Deuxième priorité, il faut poursuivre notre mobilisation sur les fronts de l’emploi et de l’Europe sociale. La croissance dépend aussi des engagements que nous prenons et des politiques que nous menons en matière de solidarité. Il est pertinent, y compris d’ailleurs d’un point de vue économique, que d’autres critères que les seuls indicateurs financiers entrent dans la liste de ceux qui guident nos choix politiques.
Nous avions eu, là aussi, l’occasion d’échanger sur les caractéristiques de la croissance que nous voulons. À l’époque, c’était dans le contexte de la contribution franco-allemande du 30 mai et des conclusions du Conseil européen de juin, qui plaçaient pour la première fois la lutte contre le chômage des jeunes en tête des priorités de l’Union européenne.
Depuis, nous avons obtenu la mise en place d’un fonds d’au moins 6 milliards d’euros pour l’emploi des jeunes pour la période 2014-2020 ou encore l’élargissement du programme Erasmus aux apprentis et aux jeunes en formation par alternance dans les entreprises.
Cette étape était non seulement cruciale en elle-même, pour initier une politique de la jeunesse en Europe à la hauteur des besoins urgents que connaît cette génération, mais, au-delà, parce qu’elle représentait le premier pas déterminant d’une Europe combative et solidaire à l’égard de ses populations en difficulté. C’est dans cet esprit que se tiendra à Paris le 12 novembre une réunion des chefs d’État et de gouvernement sur l’emploi des jeunes.
Une nouvelle étape a été franchie, le 2 octobre, lorsque la Commission a adopté une communication sur la dimension sociale de l’Union économique et monétaire, répondant à une demande exprimée par la France et endossée par le Conseil européen du mois de juin dernier !
Nous saluons une telle initiative de la Commission, non seulement parce qu’elle rappelle très justement que des politiques sociales inadaptées et des déséquilibres sociaux persistants peuvent affecter durablement le potentiel de croissance d’une économie, mais aussi parce qu’elle ouvre la voie à d’autres étapes à venir. Elle est sans précédent et nous donne une base de travail solide, en proposant notamment d’établir un tableau de bord social composé de cinq indicateurs : le taux de chômage, l’éducation, la formation, le revenu brut disponible par ménage et le taux de personnes à risque de pauvreté dans la population active.
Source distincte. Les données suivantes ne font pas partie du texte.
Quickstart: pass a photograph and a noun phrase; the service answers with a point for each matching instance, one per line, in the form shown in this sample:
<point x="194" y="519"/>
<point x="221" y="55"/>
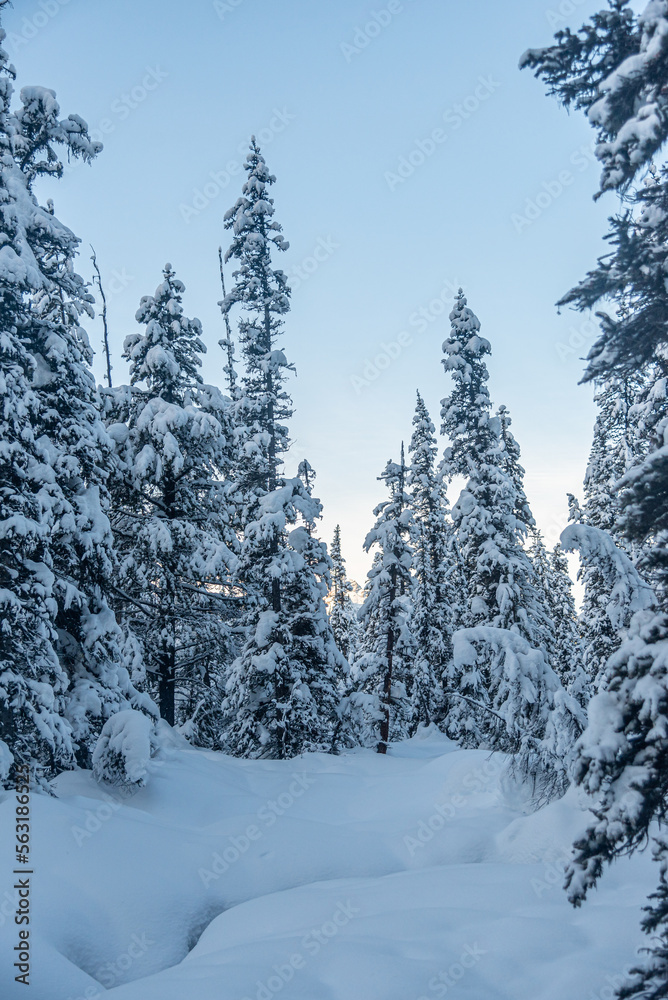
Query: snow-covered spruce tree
<point x="491" y="517"/>
<point x="531" y="715"/>
<point x="170" y="513"/>
<point x="55" y="540"/>
<point x="435" y="569"/>
<point x="279" y="694"/>
<point x="342" y="612"/>
<point x="615" y="70"/>
<point x="76" y="448"/>
<point x="563" y="641"/>
<point x="608" y="460"/>
<point x="384" y="668"/>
Une telle prise en compte des inégalités dans les États membres est un pas notable en faveur d’une Europe au plus proche de la réalité que vivent les Européens.
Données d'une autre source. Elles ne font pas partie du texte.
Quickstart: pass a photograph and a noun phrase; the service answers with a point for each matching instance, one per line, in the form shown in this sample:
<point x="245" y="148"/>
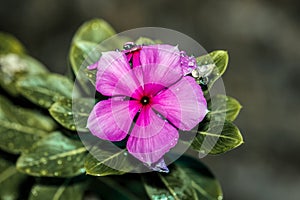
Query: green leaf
<point x="45" y="89"/>
<point x="121" y="161"/>
<point x="64" y="191"/>
<point x="125" y="187"/>
<point x="54" y="156"/>
<point x="9" y="44"/>
<point x="72" y="115"/>
<point x="83" y="54"/>
<point x="14" y="66"/>
<point x="11" y="180"/>
<point x="209" y="141"/>
<point x="202" y="180"/>
<point x="175" y="185"/>
<point x="188" y="179"/>
<point x="219" y="59"/>
<point x="95" y="30"/>
<point x="85" y="40"/>
<point x="20" y="128"/>
<point x="222" y="106"/>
Cette première étape est décisive. Et si aujourd’hui les indicateurs sont principalement relatifs à l’emploi, ils permettront dans l’immédiat d’intégrer pleinement un diagnostic social au semestre européen. C’est un bon début, qui permettra à l’avenir de réfléchir à son extension à d’autres indicateurs, relatifs par exemple à la démographie ou aux systèmes de santé.
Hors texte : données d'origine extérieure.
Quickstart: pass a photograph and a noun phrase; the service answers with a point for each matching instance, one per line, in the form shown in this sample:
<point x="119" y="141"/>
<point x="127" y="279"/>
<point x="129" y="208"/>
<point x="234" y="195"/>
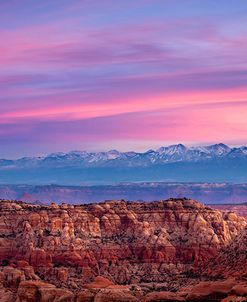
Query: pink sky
<point x="125" y="76"/>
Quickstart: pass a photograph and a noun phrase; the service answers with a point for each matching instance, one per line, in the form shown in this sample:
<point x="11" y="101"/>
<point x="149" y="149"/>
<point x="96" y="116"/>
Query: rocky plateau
<point x="171" y="250"/>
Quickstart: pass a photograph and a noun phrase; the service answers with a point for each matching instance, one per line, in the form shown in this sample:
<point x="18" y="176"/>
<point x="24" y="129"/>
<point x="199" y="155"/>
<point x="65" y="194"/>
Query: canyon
<point x="208" y="193"/>
<point x="169" y="250"/>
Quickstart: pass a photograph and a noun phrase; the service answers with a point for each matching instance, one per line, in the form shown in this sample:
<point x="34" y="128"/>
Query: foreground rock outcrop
<point x="56" y="253"/>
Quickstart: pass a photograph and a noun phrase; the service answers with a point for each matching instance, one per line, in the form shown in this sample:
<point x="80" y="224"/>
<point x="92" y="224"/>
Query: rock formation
<point x="56" y="253"/>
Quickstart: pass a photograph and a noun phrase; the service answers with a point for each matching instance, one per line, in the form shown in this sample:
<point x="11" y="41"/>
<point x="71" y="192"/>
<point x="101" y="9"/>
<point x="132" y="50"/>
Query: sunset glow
<point x="99" y="75"/>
Nous voyons donc ce premier pas inédit comme un « acte fondateur » qui en appellera d’autres. C’est d’ailleurs le propre de la méthode communautaire, qui repose sur le principe du gradualisme.
Troisième priorité, il faut relever les défis qui se présentent à nos frontières. La tragédie que vient de connaître l’île de Lampedusa a profondément et légitimement marqué les esprits.